I turn on some up-beat music, sit on a stable, arm-less chair (e.g. a kitchen or dining room chair with no arms) and exercise along with the music. I do arm lifts above my head, arm lifts to the side, bicep curls, triceps lifts (hold arm strait overhead with elbow facing slightly forward, make loose fist, drop lower are behind your back and then lift it, drop it and lift it, keeping your upper arm straight up by your ear the entire time), etc. Little arm circles one way and the other (with arms held out to the side) are good for working the shoulder muscles. I also do air punches, blocks and chops (years ago I studied martial arts and these moves are now just part of my dance repertoire -- scary, huh?)

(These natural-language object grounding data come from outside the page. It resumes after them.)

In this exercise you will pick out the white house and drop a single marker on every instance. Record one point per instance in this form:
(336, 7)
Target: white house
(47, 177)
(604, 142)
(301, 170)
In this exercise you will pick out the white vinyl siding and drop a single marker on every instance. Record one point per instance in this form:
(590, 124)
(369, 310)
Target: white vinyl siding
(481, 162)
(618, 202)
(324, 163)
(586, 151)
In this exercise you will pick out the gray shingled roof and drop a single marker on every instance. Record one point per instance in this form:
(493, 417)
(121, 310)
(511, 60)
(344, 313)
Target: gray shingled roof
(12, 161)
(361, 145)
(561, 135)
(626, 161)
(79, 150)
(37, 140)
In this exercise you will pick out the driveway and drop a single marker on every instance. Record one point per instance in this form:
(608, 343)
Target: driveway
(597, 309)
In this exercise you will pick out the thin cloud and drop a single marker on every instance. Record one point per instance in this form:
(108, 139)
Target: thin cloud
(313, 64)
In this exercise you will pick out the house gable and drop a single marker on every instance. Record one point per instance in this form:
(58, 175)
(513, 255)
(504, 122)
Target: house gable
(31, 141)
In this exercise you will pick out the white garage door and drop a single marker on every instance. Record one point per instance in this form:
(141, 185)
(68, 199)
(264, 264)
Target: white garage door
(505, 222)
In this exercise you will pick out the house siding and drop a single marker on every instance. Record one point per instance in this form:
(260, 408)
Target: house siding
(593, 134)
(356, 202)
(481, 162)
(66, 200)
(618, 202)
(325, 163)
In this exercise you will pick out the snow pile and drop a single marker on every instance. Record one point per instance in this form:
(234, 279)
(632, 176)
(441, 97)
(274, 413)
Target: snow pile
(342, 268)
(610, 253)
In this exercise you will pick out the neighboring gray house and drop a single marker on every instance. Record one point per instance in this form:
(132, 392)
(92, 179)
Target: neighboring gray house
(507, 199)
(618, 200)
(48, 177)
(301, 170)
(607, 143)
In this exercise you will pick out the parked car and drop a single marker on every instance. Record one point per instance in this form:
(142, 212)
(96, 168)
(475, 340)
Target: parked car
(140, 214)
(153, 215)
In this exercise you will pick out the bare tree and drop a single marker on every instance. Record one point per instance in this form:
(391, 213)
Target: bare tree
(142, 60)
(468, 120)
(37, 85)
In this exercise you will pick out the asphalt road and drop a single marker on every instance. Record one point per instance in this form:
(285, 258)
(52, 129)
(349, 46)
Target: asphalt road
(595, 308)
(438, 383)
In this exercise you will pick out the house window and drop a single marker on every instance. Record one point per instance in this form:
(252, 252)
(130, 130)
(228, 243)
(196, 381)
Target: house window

Most 'pop' songs on my iPod last between 3:45 and 4:00 minutes long. I try to do chair exercises to at least ten songs per day, scattered between all my other walking, dancing, stretching, etc. It's a great, fun, easy, quick way to get my heart rate up and increase my respiration for a bit -- very helpful when you have a sedentary job. I even like to do these sitting on the side of the bed first thing in the morning. I'll put in my ear-buds, turn on a medium-rate song and do these a bit slower as a way to wake up and get my circulation going before I stretch up, stand up and face the day.